This seemed to calm him. As I left the room and closed the door behind me, I heard some sort of heavy metal Celtic music being turned on. I didn’t even know there was such a thing.
It took me forever to fall back asleep as puzzle pieces about Colin Douglas clicked into place. His roles of new master, savior, and now slavery-hater clashed like a total mind fuck in my foggy brain. I thought of all the things he’d had to do—the way he’d looked at me with a mixture of lust and something I couldn’t identify when I gave him that first blowjob. I knew now that the unfamiliar expression was regret—something nobody else felt at the villa. Deep down he hadn’t really wanted me to do that. Just like he hadn’t really wanted to have anal sex, but I’d torn the covers away. Had he been thinking about his brother, and all he’d been through, comparing us and feeling guilty? A torrent of blame soaked me now. Was he ashamed?
I wanted to talk to him. To tell him it was okay. He did what he had to do, and I was grateful. I wanted to properly thank him.
I thought about how he’d punished me with his bare hand. And…yeah…that memory surged like a heatwave straight between my thighs. Lying in bed, in the dark, feeling aroused, brought back helpless feelings of fear. I wasn’t allowed to feel this way.
Or was I?
My heart thrummed faster. Nobody was watching. No video cameras. No one would come to punish me. Nobody would even know. I could do it. I could take back this small piece of my old life and make it mine again.
I slipped a trembling, tentative hand into my underwear and found myself swollen, begging for attention. My breaths quickened as my fingers moved between my legs, rubbing all around that little sensitive spot. Faster and harder my fingers circled, kindling a fire deep in my belly.
I moaned, too loudly. My free hand grabbled the pillow and pressed it over my face as my other hand worked between my thighs. I felt reckless and rebellious. A spark caught and my hips flew up, grinding against my hand as an explosion rocked my core and I panted into the pillow, barely containing the scream I wanted to make as my clit convulsed in rhythmic bliss.
While my body came back down, pulsing with its residual release, I bit my lip and smiled, even let out a breathy laugh of triumph.
Take that, Marco.
Maybe I could do this. Maybe I could take back my life, one rebellious moment at a time.
I woke the next morning to the sound of mom’s voice, stern. I poked my head out the door and heard her conversing with Agent MacDonald at the entrance of the house.
“Yes, I understand and I agree it’s important, but she hasn’t even had a single day to rest and try to be normal.”
“There is no normal for her right now, Mrs. Birch, with all due respect—”
“With all due respect, of course there’s no normal when you’re stuck in a room with a shrink all day. I will not allow her to be questioned today.”
“I’m simply doing my job.”
“When your job interferes in my daughter’s healing and well-being, I take issue. We’re only talking about one day. You can come back tomorrow when Agent Douglas is back.”
God, I loved the sound of that tough Texan accent. It filled my chest with pride.
Agent MacDonald clearly wasn’t happy, but she left nonetheless and I wanted to clap.
Mom’s face was pinched and angry when she rounded the corner, but she relaxed when she saw me. “Mornin’, baby.”
“Mornin’,” I said.
“I got stuff to make your favorite meals today.” She beamed. “Oven fried chicken. Mac and cheese. Sweet tea. We’re gonna have us a good day.”

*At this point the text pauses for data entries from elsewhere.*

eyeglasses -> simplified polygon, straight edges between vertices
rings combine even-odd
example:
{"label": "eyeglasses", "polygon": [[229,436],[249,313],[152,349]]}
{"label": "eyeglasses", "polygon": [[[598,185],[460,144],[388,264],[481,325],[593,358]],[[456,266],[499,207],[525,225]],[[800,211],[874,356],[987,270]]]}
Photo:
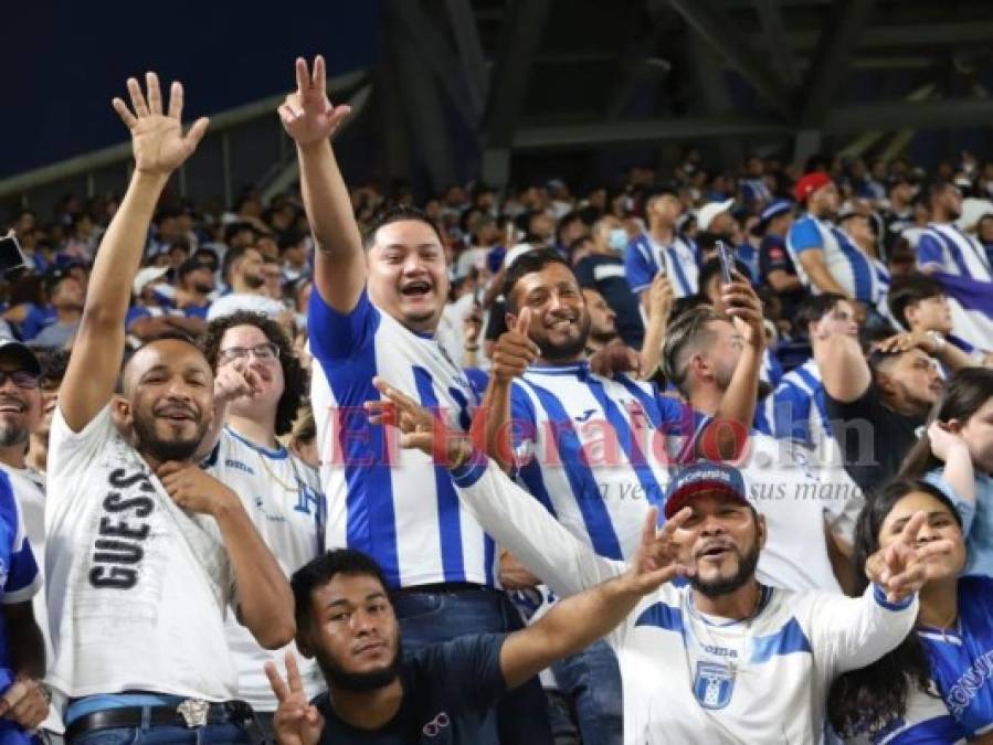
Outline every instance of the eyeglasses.
{"label": "eyeglasses", "polygon": [[14,370],[13,372],[0,370],[0,387],[7,385],[7,381],[11,381],[19,389],[33,391],[38,387],[39,380],[38,375],[27,370]]}
{"label": "eyeglasses", "polygon": [[272,362],[279,359],[279,348],[271,341],[264,344],[256,344],[255,347],[231,347],[222,349],[218,353],[218,359],[221,364],[225,364],[235,360],[247,360],[249,354],[254,354],[260,362]]}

My mouth watered. I tried to smile, but I still felt like I didn’t deserve any of this. Mom took my hand, unperturbed by my wary attitude.

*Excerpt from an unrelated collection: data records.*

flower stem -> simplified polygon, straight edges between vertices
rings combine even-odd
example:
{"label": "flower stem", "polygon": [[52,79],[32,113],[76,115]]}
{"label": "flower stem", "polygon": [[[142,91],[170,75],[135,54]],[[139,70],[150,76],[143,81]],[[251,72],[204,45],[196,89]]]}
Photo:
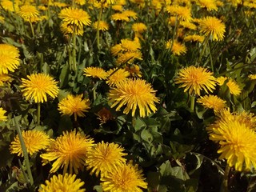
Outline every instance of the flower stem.
{"label": "flower stem", "polygon": [[40,114],[41,114],[41,103],[38,102],[38,120],[37,120],[38,126],[40,126]]}
{"label": "flower stem", "polygon": [[228,164],[226,164],[224,176],[223,176],[222,188],[220,190],[221,192],[228,192],[229,191],[228,181],[229,181],[230,170],[230,167],[229,166]]}
{"label": "flower stem", "polygon": [[26,167],[26,171],[27,174],[29,175],[29,178],[30,178],[30,185],[33,186],[34,185],[34,179],[33,179],[33,176],[32,176],[32,172],[31,172],[31,169],[30,169],[30,160],[29,160],[29,155],[27,154],[26,149],[26,146],[25,146],[25,142],[22,138],[22,131],[19,128],[19,126],[18,125],[18,122],[16,121],[16,116],[14,115],[14,123],[15,123],[15,128],[16,130],[18,132],[18,138],[22,146],[22,153],[24,155],[24,161],[25,161],[25,165]]}
{"label": "flower stem", "polygon": [[102,19],[102,11],[103,11],[103,4],[101,4],[101,9],[99,10],[99,14],[98,18],[98,22],[97,22],[97,32],[96,32],[96,38],[97,38],[97,47],[99,50],[99,22]]}
{"label": "flower stem", "polygon": [[34,38],[34,27],[33,27],[31,22],[30,22],[30,29],[31,29],[31,32],[32,32],[32,37]]}
{"label": "flower stem", "polygon": [[190,110],[194,111],[195,97],[192,95],[190,95]]}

“Come on. You can help me. I’ll even let you shred the cheese.”
When our big, late lunch was ready I thought about Graham as Mom, Dad, and I prepared to sit.
“Can I invite Mr. Douglas’s little brother?”
“Of course,” Dad said, looking around. “Is he here?”
“Yes. I think he sleeps during the day, but I’ll wake him up.”
They looked like they didn’t know if that was a good idea, but I left to get him. When I hit the hall I had the urge to crawl, and I had to shake the thought away.
No more crawling.
I dragged Graham out of bed and presented the disheveled punk to my parents. To their credit they only batted surprised eyes for a second at his appearance before falling into hospitable mode, welcoming him to the table and asking him to eat as much as he could.
“Sorry ‘bout my hair,” he said, trying to press it down with his palm.
Mom waved off the comment and filled a plate for him.
I stared around the table at everyone else beginning to eat. Mom smiled at me, and I picked up my fork, knowing that’s what she wanted.
It was too much food. And so rich. I’d only cleared a quarter of my plate before I had to stop and clutch my stomach. Mom put a hand to my forearm.